U of Michigan’s IT Department Told To Ban Word 'Picnic' Because It's 'Racist'

P. Gardner Goldsmith | December 21, 2020

In the downward race to see which tarnished Ivory Tower institution can achieve ripe, rotting, postmodernist perfection, the University of Michigan might have taken the lead.

Charles Hilu reports for The CollegeFix that the University of Michigan Information and Technology Services has established a (and this is not a joke) “Words Matter Task Force” -- because how else could people decide if they were offended by sounds or written words unless other people define what they should think is offensive?

Some people at U of M are simply blessed, and it’s their role to evaluate the world for others. That’s a very important thing to remember when choosing schools.

Writes Hilu: 

‘Crack the whip.’ ‘Master/slave.’ Even the term ‘picnic’ has been deemed offensive, according to a lengthy list of words and phrases put out recently by the University of Michigan’s Information and Technology Services’ ‘Words Matter Task Force.’

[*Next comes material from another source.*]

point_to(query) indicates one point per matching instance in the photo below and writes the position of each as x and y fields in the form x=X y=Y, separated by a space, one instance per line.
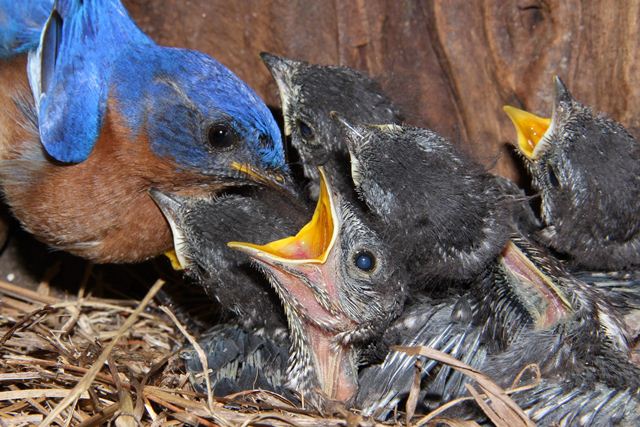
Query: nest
x=80 y=360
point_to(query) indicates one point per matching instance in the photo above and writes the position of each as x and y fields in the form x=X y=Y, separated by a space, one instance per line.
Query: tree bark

And isn’t it great to continually winnow-down the range of usable expressions in a university setting where students are supposed to be able to explore ideas? There were a couple writers who predicted this, and their names were Eric Arthur Blair -- aka George Orwell -- and Ray Bradbury; one wonders that they’d think of this “new normal.”

Even if one disregards the fact that “sensitivity” to certain terms is used as a weapon to demonize those who oppose the expansion of the state, if one trudges into the ever-expanding miasma of politically-correct censorship, the listing of such “verboten” terms is headache-inspiring.

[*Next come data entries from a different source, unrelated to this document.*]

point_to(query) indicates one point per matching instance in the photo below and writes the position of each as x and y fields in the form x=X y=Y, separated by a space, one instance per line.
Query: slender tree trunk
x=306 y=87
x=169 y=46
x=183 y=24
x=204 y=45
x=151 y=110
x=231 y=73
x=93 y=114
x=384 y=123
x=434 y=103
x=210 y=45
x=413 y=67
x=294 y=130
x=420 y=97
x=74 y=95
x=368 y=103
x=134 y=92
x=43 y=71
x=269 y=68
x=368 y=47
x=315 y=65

It’s nonsensical to think that, since the term “crack the whip” could be seen as a reference to slavery, or to horse-drawn carriages or ranching, it should be eliminated. Likewise, the use of “master/slave” is a normative term in electronics and engineering of all kinds. If that’s insulting or opens wounds for people who oppose slavery around the world, then will the “Words Matter Task Force” recognize the slavery of taxation and list that as well? Slavery is not dead in the world, be it openly called slavery, or be it given a different name, like taxation, and the University of Michigan is the recipient of funds forcibly taken from people through precisely that latter means of enlsavement by the state.

Will the “ask force” issue proclamations about that?

Don’t hold your breath.

Other terms they find offensive include “black-and-white thinking" (which has nothing to do with race), “native” (which is a primary descriptor for something that is original or born), “dummy” (as in a physical dummy?), and of course, “picnic.”

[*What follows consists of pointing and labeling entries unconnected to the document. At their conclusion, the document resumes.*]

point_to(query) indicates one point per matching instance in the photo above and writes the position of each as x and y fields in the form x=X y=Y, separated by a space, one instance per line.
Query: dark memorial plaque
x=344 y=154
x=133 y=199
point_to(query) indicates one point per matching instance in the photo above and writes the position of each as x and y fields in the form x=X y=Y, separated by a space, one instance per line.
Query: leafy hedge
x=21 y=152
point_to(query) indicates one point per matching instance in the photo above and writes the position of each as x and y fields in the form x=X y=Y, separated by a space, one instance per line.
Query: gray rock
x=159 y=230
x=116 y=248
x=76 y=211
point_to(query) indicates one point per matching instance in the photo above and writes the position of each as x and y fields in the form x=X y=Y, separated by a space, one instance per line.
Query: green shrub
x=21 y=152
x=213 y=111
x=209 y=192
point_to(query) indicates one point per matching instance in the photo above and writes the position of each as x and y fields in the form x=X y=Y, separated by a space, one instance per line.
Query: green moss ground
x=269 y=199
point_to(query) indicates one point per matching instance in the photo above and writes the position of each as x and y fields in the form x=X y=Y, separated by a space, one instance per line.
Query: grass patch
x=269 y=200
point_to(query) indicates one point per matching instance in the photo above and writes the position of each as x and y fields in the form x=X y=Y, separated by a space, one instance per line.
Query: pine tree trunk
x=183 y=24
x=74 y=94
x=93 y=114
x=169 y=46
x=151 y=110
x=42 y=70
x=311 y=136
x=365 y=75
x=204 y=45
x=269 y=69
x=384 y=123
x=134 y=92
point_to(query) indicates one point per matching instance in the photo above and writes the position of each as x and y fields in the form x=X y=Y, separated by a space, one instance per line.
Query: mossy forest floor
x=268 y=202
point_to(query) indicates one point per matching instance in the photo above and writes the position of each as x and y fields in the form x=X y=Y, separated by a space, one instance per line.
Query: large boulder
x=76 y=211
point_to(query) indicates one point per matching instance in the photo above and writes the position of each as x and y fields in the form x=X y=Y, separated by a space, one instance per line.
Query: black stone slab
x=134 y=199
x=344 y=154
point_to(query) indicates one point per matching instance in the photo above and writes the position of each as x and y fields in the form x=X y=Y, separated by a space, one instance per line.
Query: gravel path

And if this inspires for you enough head-scratching as to injure the scalp, you’re not alone. Hilu explains that the word “picnic” is on the mega-important list because the “task force” might have assumed it was - get this - associated with lynchings.

And that’s simply incorrect:

An internet search on the issue of the word ‘picnic’ being racist includes a Reuters article from July 2020 headlined: ‘Fact check: The word picnic does not originate from racist lynchings.’

And, even if it did, the lesson to be learned at University of Michigan is not that people can’t work with others to avoid insulting them or upsetting them, and that, likewise, folks might want to be a bit more lenient about what others innocently say, it’s that this “place of higher learning” has operating within it a “task force” that, even as it parades its members’ “sensitivity” to the legacy of oppression and slavery, exists in a system subsidized by forced labor. 

And they will not bother acknowledging it.

This infuses everything the group does with a patina of insufferable falsity and posing. But that’s that postmodernist leftism has been for decades.

So, at least these “task force members” are hewing to the line of the new “college tradition” to avoid reality as they virtue-signal.

Lesson learned. And that lesson is one many potential college students will remember, as they consider where they want to go to school.